Il était tard. L’appartement s’était vidé. Il ne restait plus que nous quatre, avec le fiancé de Delphine qui a insisté pour ouvrir une nouvelle bouteille de champagne. (Je ne suis pas très objectif mais franchement, je ne vois pas ce qu’elle lui trouve.) Cet imbécile n’avait pas compris que je l’avais soigneusement évité toute la soirée. Il déplorait qu’on ne se soit pas parlé ! Il tenait à faire ma connaissance. J’ai abrégé. J’ai avalé ma coupe et j’ai raccompagné Anna en voiture. Ça roulait bien. On a mis un quart d’heure pour faire la traversée nord-sud de Paris, jusque dans le treizième où elle habite. Elle n’a pas prononcé un mot pendant le trajet. Arrivés devant chez elle, elle m’a toisé :
– Je suis pas très en forme. T’aurais quelque chose pour me remonter ?
– Prozac ?
– Parfait. Tu m’offres le Prozac, je t’offre un rhum vieux. Ça te va ?
Je l’ai suivie.
Elle habitait au douzième étage d’une tour de Chinatown. Je me rappelle une cage d’escalier vieillotte qui n’avait pas due être refaite depuis les années soixante-dix, avec de la moquette sur les murs. Chez elle, je revois le parquet à petits chevrons et la grande baie vitrée qui dominait Paris. Pourtant, l’appartement paraissait confiné.
Anna a cherché sa bouteille de rhum et j’ai sorti une ordonnance de mon portefeuille. Ça ne me ressemble pas de prescrire à la légère. Je lui ai fait cette ordonnance comme un chèque à un ami qui vous fait part de ses difficultés, juste parce que c’est votre ami, sans souhaiter qu’il vous donne davantage de détails.
On a trinqué et elle s’est excusée de ne pas mettre de musique.
Au bout de quelques instants, elle a ajouté :
– Quand j’ai quitté l’orchestre, j’espérais qu’au moins le plaisir de l’écoute reviendrait… Même pas !
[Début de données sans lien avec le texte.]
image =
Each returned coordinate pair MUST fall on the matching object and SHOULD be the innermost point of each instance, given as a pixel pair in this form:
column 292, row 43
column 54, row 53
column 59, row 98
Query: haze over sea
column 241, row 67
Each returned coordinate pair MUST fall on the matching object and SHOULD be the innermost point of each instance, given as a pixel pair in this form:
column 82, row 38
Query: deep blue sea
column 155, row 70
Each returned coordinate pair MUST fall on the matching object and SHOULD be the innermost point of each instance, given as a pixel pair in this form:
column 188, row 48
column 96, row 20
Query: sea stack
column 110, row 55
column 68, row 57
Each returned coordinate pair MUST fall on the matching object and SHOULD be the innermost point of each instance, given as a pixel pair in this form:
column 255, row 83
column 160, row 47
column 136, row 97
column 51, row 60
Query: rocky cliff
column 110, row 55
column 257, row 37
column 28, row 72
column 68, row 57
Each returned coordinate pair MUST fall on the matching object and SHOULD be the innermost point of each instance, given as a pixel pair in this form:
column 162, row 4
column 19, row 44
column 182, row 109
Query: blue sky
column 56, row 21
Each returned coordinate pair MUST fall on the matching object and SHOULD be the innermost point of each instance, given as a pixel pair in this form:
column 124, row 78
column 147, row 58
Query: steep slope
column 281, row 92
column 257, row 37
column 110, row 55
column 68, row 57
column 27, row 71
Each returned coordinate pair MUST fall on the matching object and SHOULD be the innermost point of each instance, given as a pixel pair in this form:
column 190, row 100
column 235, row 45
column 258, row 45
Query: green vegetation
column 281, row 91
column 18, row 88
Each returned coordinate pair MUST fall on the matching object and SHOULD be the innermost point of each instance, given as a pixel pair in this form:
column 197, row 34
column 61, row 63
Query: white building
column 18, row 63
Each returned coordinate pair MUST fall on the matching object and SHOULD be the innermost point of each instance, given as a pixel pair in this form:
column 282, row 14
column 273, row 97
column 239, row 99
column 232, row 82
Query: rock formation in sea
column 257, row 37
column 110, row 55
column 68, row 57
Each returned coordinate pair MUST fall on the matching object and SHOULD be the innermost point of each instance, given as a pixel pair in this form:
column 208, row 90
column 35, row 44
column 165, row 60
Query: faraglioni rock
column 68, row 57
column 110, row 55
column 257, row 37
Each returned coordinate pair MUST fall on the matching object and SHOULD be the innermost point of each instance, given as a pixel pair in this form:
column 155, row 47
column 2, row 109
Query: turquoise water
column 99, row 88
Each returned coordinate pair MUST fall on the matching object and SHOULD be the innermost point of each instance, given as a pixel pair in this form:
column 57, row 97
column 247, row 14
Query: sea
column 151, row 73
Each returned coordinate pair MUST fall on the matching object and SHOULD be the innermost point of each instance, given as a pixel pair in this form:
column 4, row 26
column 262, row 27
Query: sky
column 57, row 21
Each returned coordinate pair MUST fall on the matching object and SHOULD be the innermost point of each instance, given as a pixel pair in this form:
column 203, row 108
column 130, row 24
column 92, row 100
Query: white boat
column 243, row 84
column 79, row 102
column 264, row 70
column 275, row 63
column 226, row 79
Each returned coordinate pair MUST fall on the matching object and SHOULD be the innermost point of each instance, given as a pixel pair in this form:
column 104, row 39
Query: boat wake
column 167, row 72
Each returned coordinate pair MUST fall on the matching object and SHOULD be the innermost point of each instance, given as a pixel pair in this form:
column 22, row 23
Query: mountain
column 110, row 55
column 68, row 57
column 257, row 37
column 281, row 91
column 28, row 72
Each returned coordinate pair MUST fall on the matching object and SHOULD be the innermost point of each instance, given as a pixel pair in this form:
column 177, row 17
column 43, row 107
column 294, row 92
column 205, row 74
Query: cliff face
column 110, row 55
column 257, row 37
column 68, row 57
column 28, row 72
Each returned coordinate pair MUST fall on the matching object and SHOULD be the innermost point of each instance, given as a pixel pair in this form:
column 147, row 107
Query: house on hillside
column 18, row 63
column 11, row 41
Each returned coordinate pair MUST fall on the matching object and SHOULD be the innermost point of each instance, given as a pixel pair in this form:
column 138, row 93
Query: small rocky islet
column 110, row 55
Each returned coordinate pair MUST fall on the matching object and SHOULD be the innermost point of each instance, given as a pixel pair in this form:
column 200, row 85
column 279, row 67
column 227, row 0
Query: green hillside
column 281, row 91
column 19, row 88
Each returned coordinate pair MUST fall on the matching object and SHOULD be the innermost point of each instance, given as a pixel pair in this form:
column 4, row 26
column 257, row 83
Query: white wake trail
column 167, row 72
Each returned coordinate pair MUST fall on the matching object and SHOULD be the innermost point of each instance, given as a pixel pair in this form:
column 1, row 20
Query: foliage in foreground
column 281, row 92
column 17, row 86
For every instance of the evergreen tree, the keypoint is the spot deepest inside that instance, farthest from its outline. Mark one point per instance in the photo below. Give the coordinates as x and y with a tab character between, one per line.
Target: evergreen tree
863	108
Je ne lui ai pas demandé de précisions. Soudain, elle m’a regardé avec un air perdu :
– J’arrête pas de compter, en fait…
Elle a bu machinalement quelques gorgées de rhum avant d’ajouter :
– Quand je jouais, c’était horrible… Comme quand on a l’oreille absolue !
– C’est une chance d’avoir l’oreille absolue, non ?
– Pas toujours. On met un nom sur chaque note, ça peut parasiter l’écoute… Au lieu d’une symphonie sublime, on entend : mi si la la mi fa… Ça crépite à toute vitesse dans la tête ! La musique n’a plus de chair, c’est un squelette ! Moi, c’était pareil avec le rythme… Je comptais les mesures et, dans les mesures, je comptais les temps… Je ne pouvais plus écouter un morceau sans décomposer le rythme. Et je n’entendais plus que ça ! Un et deux et un et deux et… on dépasse rarement quatre ! Si je suis nerveuse, ça ne rate pas ! Ça se déclenche comme un petit moteur. J’en ai des migraines !…Y a pas qu’avec la musique, d’ailleurs… J’ai toujours peur de me tromper, alors j’arrête pas de compter.
– Comment ça ?
– Je ne vois pas partir les coups…, fit-elle, l’air soudain mystérieux.
En y repensant, son état m’a alerté plusieurs fois au cours de la soirée. Mais très vite, elle a repris le contrôle et je n’y ai plus prêté attention.
– Quels coups ?
– La banque m’annonce que je suis à découvert, j’y crois pas. Je suis certaine que c’est eux qui se trompent…
– Tu vérifies tes comptes ?
– Sans cesse ! Même quand je fais mes courses, j’arrête pas de recompter… C’est pour ça que je les fais toujours au même endroit, chez Mourad, en bas de chez moi. Il est plus cher que la supérette. Mais il est gentil, il comprend. Si j’ai un doute, il vérifie même la note avec moi. Ça me fait du bien. En fait, on trouve jamais d’erreurs. Ce qui ne l’empêche pas de me dire : « Si t’as encore un doute, t’hésites pas, tu reviens, on revérifie ! »
Anna est allée chercher une autre bouteille de rhum. On avait beaucoup trop bu. Mais je ne voulais pas qu’elle cesse de parler. Je l’ai suivie dans la cuisine. La porte de la chambre était entrouverte. J’ai remarqué les très nombreuses poupées qui couvraient son lit. Ça m’a fait un drôle d’effet, cette part d’enfance. Depuis le début, je ne savais pas si j’étais dans une relation sentimentale ou thérapeutique. Le plus étrange, c’était l’extrême régularité avec laquelle les poupées étaient disposées. Comme, sur les livres pour enfants, les dessins qui expliquent le principe de la multiplication.
C’est alors que ça m’est venu :
– Tu es mathématopathe !
Elle m’a regardé bizarrement. Je n’ai pas l’habitude de faire de la psychologie de Café du Commerce et encore moins de donner des consultations en dehors de la clinique et sans qu’on m’y invite.
– Pendant toute la soirée, j’ai eu l’impression que tu me parlais musique mais, en fait, tu ne parlais que de chiffres !… Cette ritournelle dans ta tête. Les calculs que tu fais par superstition. Ceux que tu intervertis. Les erreurs d’horaires. Cette forme de dyslexie avec les chiffres. La nécessité de toujours recompter parce que tu as peur de te tromper. Les découverts qui arrivent sans que tu les aies anticipés… Que des chiffres ! Tu es juste mathématopathe !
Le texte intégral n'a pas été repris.